I can understand many people perceiving these problems as a bug however. Functionality and compatibility for many PCI cards which was there with older Intel boards is no-longer there to the same extent. Some may say the fact people are being surprised with these sorts of issues means not enough publicizing of these 'planned shortages' as you describe them has taken place. If intel wanted to encourage hardware makers to produce more PCIe and fewer PCI devices, I would have thought the least problematic option for them would be to eliminate PCI slots altogether. People adversely affected by such issues with Intel branded boards should definitely formally report their problem to Intel Tech Support.
I don't think they were trying to phase out PCI by having 2 PCI slots on this board and making them not usable. That doesn't make any sense. Like you said, if they wanted to phase out PCI, they just wouldn't put them on the board at all. Now for this motherboard, they did put PCI slots, and customers expect them to work, shocker, right!?

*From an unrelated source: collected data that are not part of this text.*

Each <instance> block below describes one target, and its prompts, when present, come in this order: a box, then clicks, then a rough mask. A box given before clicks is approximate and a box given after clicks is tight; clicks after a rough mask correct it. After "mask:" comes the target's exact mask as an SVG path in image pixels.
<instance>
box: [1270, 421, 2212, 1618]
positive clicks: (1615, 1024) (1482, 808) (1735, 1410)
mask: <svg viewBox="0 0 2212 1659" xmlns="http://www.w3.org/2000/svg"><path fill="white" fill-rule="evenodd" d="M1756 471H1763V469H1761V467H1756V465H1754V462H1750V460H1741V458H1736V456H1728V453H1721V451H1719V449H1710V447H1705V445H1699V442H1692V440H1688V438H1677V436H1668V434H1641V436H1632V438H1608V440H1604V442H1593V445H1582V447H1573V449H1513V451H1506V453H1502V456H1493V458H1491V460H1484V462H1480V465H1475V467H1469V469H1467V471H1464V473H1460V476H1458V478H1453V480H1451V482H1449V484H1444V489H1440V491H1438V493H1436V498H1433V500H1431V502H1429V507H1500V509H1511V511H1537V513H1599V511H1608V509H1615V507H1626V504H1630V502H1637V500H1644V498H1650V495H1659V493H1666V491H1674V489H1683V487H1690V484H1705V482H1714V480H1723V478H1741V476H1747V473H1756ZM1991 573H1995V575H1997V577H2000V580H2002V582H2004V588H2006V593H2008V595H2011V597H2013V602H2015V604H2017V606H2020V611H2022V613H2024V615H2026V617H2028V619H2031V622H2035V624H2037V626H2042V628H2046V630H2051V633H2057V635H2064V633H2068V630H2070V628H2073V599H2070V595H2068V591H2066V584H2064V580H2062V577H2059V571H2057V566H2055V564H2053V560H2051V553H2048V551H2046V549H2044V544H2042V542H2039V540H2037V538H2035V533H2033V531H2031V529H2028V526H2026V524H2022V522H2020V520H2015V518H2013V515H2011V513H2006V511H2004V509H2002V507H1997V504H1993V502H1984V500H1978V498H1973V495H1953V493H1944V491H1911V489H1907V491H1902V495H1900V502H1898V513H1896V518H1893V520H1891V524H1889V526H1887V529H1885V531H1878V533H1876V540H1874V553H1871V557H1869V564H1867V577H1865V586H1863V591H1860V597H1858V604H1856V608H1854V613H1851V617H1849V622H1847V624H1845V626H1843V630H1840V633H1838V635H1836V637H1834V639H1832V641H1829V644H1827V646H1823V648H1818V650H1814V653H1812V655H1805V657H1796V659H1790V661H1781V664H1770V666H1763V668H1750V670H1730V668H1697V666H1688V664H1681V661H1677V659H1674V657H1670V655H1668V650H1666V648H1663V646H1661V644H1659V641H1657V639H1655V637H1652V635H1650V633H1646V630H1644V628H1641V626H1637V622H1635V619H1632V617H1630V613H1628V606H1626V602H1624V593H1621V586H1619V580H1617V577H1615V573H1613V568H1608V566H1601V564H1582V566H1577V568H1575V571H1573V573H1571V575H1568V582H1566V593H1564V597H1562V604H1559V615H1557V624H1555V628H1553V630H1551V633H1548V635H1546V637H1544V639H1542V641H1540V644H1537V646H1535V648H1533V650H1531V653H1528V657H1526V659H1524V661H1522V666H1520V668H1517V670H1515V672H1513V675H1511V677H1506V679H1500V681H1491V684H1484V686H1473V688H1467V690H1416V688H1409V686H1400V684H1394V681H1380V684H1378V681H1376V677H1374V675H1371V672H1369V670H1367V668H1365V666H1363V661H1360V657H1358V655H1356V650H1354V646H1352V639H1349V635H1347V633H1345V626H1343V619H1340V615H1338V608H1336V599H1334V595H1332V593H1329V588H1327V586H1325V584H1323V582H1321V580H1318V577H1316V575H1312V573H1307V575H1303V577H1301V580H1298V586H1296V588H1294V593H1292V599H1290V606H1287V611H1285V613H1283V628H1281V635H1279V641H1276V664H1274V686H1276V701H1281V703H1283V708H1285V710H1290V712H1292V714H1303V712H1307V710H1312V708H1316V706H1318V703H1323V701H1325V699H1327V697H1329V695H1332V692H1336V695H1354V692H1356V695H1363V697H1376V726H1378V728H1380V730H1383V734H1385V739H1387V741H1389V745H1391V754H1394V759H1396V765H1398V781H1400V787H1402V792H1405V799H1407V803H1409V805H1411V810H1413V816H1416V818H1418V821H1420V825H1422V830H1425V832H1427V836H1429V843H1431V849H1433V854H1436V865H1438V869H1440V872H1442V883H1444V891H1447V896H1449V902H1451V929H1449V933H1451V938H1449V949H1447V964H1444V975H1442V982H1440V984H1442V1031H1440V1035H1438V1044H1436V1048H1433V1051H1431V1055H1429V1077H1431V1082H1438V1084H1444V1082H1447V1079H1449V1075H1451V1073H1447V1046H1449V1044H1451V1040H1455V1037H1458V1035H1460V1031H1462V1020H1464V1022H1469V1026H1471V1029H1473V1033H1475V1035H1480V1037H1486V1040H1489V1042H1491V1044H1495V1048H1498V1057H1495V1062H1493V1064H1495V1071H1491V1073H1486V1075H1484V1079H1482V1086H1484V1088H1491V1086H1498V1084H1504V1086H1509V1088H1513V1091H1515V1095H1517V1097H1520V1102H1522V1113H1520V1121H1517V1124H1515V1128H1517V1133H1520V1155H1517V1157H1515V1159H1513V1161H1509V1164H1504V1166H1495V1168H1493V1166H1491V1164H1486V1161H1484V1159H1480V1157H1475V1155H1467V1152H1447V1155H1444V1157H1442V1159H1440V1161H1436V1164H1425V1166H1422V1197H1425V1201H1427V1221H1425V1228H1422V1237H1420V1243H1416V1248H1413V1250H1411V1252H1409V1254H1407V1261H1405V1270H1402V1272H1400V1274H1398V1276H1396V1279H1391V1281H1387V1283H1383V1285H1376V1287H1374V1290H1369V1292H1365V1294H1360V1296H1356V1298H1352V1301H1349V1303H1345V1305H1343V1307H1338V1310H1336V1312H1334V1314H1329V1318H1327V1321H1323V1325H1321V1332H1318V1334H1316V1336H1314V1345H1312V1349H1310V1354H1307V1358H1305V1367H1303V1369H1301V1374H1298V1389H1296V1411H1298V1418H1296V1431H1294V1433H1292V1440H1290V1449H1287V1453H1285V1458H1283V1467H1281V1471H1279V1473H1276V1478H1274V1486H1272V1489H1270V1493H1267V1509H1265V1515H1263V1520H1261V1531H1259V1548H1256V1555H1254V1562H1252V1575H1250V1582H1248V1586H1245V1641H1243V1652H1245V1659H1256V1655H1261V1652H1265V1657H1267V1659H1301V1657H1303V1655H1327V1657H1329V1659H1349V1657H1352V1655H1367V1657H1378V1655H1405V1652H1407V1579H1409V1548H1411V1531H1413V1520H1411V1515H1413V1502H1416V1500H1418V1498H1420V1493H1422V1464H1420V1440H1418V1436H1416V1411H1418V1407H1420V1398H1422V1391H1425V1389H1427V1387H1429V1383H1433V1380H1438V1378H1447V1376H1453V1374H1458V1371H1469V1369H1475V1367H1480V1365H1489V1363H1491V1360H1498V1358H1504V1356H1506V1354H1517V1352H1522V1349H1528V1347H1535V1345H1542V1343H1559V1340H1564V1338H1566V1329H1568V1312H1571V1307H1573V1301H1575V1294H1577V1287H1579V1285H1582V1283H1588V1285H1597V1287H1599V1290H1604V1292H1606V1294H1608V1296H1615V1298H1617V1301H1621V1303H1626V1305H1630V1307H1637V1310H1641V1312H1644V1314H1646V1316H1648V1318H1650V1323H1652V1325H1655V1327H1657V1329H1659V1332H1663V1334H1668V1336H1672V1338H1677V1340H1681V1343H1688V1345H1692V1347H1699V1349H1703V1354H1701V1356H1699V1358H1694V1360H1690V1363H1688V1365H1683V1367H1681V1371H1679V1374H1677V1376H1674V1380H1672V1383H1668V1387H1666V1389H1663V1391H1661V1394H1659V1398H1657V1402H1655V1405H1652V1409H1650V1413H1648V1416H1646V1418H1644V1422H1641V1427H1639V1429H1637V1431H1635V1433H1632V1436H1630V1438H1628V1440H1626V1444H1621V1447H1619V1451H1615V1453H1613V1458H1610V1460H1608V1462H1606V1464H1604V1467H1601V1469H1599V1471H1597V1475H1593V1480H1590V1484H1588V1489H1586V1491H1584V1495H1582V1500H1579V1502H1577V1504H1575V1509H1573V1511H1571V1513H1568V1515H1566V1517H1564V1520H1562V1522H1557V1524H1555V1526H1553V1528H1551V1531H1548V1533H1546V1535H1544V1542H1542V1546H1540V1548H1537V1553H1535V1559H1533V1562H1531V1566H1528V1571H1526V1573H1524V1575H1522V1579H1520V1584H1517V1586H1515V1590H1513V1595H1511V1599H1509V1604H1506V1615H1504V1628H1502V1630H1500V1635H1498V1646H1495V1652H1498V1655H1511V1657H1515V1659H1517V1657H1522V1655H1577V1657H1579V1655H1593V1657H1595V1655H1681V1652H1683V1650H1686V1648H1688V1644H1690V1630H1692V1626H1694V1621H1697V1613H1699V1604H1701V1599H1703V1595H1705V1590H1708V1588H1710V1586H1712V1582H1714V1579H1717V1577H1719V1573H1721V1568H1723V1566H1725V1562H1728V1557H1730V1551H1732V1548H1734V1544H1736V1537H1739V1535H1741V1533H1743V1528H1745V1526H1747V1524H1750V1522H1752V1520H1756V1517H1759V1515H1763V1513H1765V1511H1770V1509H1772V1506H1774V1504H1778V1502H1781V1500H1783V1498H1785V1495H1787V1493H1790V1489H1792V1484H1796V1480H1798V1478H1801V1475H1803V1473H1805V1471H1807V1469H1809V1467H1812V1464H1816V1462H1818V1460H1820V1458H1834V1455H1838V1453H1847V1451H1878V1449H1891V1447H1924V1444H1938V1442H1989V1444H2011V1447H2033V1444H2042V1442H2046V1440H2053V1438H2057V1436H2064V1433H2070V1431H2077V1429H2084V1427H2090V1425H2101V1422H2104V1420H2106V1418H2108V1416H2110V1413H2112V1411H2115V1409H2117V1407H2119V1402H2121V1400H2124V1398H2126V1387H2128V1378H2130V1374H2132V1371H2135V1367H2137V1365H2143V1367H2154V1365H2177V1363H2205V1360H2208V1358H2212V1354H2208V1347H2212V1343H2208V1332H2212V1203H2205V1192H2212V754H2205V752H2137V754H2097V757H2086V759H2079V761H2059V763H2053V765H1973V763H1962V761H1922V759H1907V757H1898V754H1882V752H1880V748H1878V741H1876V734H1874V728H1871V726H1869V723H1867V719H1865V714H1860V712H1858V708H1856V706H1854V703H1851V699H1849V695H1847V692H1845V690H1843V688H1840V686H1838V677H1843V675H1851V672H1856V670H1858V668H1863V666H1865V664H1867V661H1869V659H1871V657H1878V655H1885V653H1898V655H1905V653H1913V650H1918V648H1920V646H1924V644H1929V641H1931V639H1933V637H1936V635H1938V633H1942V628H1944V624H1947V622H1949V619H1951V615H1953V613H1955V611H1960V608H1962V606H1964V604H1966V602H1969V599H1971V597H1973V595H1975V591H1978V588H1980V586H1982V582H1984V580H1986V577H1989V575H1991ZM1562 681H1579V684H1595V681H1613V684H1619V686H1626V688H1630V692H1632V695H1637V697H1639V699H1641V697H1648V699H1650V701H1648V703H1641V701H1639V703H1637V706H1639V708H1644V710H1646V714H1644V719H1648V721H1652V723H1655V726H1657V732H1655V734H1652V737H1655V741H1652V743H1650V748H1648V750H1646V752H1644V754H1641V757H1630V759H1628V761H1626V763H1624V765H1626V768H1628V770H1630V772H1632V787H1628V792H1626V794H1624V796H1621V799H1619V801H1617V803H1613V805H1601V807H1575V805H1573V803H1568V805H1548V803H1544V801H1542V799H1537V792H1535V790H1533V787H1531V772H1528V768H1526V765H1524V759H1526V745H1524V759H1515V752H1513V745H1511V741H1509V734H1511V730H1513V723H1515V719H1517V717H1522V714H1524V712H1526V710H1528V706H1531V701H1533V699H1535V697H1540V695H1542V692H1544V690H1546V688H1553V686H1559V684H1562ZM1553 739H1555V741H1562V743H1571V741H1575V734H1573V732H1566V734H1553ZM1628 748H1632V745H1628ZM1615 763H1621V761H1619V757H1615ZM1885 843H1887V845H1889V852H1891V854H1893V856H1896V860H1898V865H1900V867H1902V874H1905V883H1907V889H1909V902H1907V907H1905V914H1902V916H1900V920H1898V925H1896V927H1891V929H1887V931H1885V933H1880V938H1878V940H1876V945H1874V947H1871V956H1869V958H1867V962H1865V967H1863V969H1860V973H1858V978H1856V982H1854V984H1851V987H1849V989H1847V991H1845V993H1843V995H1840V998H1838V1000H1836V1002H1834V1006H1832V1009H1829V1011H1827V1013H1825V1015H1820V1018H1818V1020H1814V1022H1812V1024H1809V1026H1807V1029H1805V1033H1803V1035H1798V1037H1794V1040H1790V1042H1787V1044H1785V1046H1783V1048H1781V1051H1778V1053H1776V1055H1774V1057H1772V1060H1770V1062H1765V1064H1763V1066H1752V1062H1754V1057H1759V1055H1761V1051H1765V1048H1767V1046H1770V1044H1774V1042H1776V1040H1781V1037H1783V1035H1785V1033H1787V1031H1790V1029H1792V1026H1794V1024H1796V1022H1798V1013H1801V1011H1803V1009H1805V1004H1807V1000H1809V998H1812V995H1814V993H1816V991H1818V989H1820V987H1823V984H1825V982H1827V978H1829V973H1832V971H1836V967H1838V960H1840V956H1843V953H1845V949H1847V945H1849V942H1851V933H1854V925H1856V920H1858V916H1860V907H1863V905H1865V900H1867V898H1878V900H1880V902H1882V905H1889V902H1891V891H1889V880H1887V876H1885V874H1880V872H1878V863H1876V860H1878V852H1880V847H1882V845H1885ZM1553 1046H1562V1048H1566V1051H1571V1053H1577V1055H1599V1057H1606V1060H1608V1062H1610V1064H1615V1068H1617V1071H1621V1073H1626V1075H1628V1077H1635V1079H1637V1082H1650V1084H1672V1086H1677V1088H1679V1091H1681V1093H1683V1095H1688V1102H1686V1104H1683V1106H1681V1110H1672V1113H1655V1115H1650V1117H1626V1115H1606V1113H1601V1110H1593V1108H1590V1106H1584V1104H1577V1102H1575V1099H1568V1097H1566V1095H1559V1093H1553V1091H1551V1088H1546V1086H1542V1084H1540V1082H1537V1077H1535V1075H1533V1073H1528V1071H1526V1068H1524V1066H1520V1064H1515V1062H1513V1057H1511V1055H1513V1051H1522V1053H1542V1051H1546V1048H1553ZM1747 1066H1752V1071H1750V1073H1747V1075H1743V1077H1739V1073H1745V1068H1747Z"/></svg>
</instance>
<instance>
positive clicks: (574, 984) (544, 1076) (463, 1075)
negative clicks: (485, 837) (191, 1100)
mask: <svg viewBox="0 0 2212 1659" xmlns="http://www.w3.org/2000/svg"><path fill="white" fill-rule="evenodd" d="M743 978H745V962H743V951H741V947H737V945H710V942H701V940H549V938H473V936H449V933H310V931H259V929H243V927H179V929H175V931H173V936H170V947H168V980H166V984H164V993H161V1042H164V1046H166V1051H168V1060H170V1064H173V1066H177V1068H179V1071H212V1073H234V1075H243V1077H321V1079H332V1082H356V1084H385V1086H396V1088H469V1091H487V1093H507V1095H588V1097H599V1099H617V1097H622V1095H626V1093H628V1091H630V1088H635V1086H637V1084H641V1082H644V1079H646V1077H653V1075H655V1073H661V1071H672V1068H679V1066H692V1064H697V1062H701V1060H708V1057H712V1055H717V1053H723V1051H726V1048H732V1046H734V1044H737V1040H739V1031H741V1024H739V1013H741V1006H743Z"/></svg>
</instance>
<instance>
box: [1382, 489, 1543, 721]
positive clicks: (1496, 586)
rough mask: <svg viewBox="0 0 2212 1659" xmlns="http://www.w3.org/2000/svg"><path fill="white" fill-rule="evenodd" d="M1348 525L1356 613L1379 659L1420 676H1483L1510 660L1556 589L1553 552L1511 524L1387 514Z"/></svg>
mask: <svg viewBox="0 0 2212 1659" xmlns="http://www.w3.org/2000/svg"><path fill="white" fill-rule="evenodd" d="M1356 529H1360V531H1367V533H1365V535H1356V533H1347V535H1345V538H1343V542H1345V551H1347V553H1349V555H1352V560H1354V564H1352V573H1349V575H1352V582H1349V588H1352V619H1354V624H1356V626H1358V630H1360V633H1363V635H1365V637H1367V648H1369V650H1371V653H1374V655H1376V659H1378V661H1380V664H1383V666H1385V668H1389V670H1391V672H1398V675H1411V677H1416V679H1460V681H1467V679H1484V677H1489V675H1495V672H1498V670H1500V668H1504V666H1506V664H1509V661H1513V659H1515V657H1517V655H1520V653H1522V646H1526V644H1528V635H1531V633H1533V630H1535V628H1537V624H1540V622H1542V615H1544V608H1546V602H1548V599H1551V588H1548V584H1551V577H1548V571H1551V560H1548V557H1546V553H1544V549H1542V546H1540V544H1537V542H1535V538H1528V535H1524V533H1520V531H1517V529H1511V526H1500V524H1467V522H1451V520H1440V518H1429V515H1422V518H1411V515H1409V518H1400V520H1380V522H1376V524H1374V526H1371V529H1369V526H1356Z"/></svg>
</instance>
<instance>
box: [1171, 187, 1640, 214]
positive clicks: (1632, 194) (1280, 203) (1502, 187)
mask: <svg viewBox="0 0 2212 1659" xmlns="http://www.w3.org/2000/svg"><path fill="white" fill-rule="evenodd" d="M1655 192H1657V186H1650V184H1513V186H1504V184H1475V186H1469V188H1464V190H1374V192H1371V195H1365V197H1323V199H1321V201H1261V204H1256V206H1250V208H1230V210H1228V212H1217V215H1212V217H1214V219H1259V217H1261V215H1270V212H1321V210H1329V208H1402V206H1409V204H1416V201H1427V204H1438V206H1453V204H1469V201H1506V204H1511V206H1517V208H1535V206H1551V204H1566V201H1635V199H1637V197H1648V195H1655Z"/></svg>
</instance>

I'm really ****** to have to deal with all this crap honestly. It's costing me time and money to deal with this problem. If I ever "get the chance" to send my motherboard back for an exchange, guess who's gonna pay the shipping cost? Guess who's gonna have to dismantle his entire PC and and reinstall everything from the ground up? That's like 2 days of work right there cause I have alot of programs and configs, completely waste. Guess who's gonna be deprived of his working tool for god knows how long?
Were the PCI slots even tested at all on this board?? I don't understand how a problem as obvious as this one got through the testing phase unnoticed.... I don't know what kind of testing goes on at Intel's factories but it doesn't look very thorough that's for sure.
I followed your advice Flying_Kiwi and I contacted Live support to see what could be done. Looks like Intel doesn't wanna stand up and fix their mistake for customers who have been misleaded by their false advertisement. Here's the chat:
So it seems the PCI bus of Intel Sandy Bridge motherboards was never meant to work completely!
This way I have the proof I needed to return my board. I hope I have a more positive feedback then Sh4x got ("No upgrade or refund options are available") because according to my country's laws, the manufacturer or the reseller must refund the customer if there is no solution for such a case.
PS: I still think it's not a chipset issue, nor a PCIe-PCI bridge limitation. There are reports that PCI cards, that didn't worked with Intel mobos, do work with motherboards from other manufacturers. However, I don't know how "fully" these mobos work, maybe they are just "less incompatible" then Intel's.
I followed your advice Flying_Kiwi and I contacted Live support to see what could be done. Looks like Intel doesn't wanna stand up and fix their mistake for customers who have been misleaded by their false advertisement. <chat transcript snipped>
It certainly does look that way from what you've presented. The Intel person will be correct though in that Intel wouldn't issue any refunds because your contract of sale is with the supplier. This means if the product is not as advertised (and a printout of the website page mentioning the 'Two PCI Conventional bus connectors' along with a copy of this chat session ought to make things clear enough to the supplier) then the supplier should be working to make things right. In the end, you won't be able to force Intel to change their ways and fix this issue but you can work towards getting a board (of whatever brand) that doesn't have the same issue with your audio card. A third and more expensive option would be to try and sell the audio card secondhand and buy a PCIe version of the same.
Certainly for people considering buying any add-on cards though (audio, TV etc) this shows how important it is to be looking for PCIe these days if the card is for use with modern boards.